06/26/2016 Iraq (Albawba): Once one of the many Christian villages that dot Iraq’s northern Nineveh province, today the tiny town of Baqofah is mostly deserted. Scant electricity flickers in abandoned homes and debris litters the streets. The town’s Assyrian residents, adherents of Chaldean Catholic church, are long gone.

Most of Nineveh province’s Christians fled for their lives when Daesh (ISIS) fighters seized Mosul and surrounding villages in June 2014.  Peshmerga (military of Iraqi Kurdistan) forces retook Baqofah and some other Christian towns soon afterwards, but many former residents remain in displaced persons camps in Erbil and elsewhere, afraid to return home.
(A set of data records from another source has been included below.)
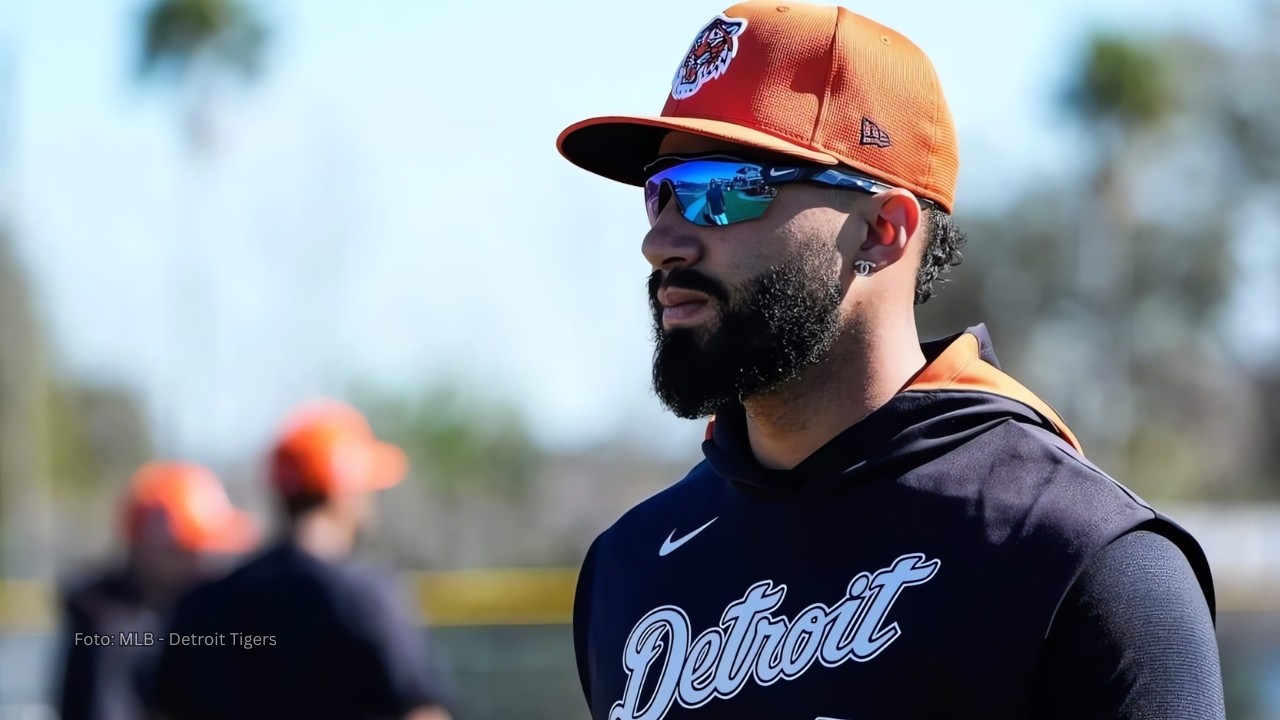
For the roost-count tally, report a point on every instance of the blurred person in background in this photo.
(304, 629)
(881, 527)
(181, 529)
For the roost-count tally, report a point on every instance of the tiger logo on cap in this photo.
(708, 55)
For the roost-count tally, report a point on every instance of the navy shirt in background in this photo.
(293, 636)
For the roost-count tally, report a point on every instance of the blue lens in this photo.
(711, 192)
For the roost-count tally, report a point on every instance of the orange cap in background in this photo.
(819, 83)
(193, 505)
(328, 447)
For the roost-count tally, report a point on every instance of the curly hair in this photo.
(941, 250)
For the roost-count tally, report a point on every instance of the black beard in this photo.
(768, 332)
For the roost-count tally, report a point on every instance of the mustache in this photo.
(686, 278)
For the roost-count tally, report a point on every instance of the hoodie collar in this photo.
(959, 393)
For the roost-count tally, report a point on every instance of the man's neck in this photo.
(323, 536)
(859, 376)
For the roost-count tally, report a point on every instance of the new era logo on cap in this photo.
(818, 83)
(873, 135)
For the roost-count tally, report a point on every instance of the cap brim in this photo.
(621, 146)
(389, 466)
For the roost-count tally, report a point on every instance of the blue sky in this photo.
(353, 224)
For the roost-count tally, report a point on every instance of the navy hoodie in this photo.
(910, 568)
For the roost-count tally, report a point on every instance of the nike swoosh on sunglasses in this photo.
(722, 190)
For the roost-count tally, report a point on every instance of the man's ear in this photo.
(894, 217)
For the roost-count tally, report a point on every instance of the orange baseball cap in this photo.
(192, 504)
(819, 83)
(328, 447)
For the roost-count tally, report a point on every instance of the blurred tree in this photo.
(461, 445)
(200, 44)
(1119, 95)
(26, 506)
(1107, 287)
(197, 50)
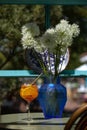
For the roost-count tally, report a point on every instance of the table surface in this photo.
(20, 122)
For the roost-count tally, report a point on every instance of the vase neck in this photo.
(50, 79)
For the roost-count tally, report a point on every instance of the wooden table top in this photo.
(20, 122)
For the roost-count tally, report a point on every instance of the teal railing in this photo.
(47, 3)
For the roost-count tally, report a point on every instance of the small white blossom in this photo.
(28, 41)
(33, 28)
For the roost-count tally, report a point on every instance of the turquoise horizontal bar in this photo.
(50, 2)
(29, 73)
(17, 73)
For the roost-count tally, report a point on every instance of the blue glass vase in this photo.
(52, 98)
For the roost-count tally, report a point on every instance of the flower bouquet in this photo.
(48, 55)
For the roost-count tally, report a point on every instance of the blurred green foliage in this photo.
(13, 17)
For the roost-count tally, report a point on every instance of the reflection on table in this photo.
(20, 122)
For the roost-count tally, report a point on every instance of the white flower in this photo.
(33, 28)
(28, 41)
(52, 44)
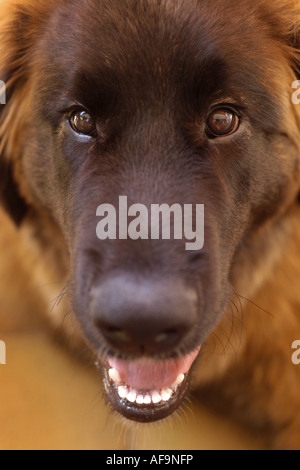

Families continue to leave their homes by the hundreds in the northern Nineveh province as fighting rages between Daesh and a coalition of pro-Iraqi forces in the struggle to retake Mosul from the extremists. Recent small victories in the city’s outskirts seem to bode well for the slow-moving offensive, but Mosul remains the grand – and elusive – prize in Iraq’s fight against Daesh.

Still, there is hope.  Last week, Iraqi Prime Minister Haider al-Abadi announced the “liberation” of Fallujah, just 50 kilometers west of the capital Baghdad, after two years of Daesh control.  He promised Mosul would be next.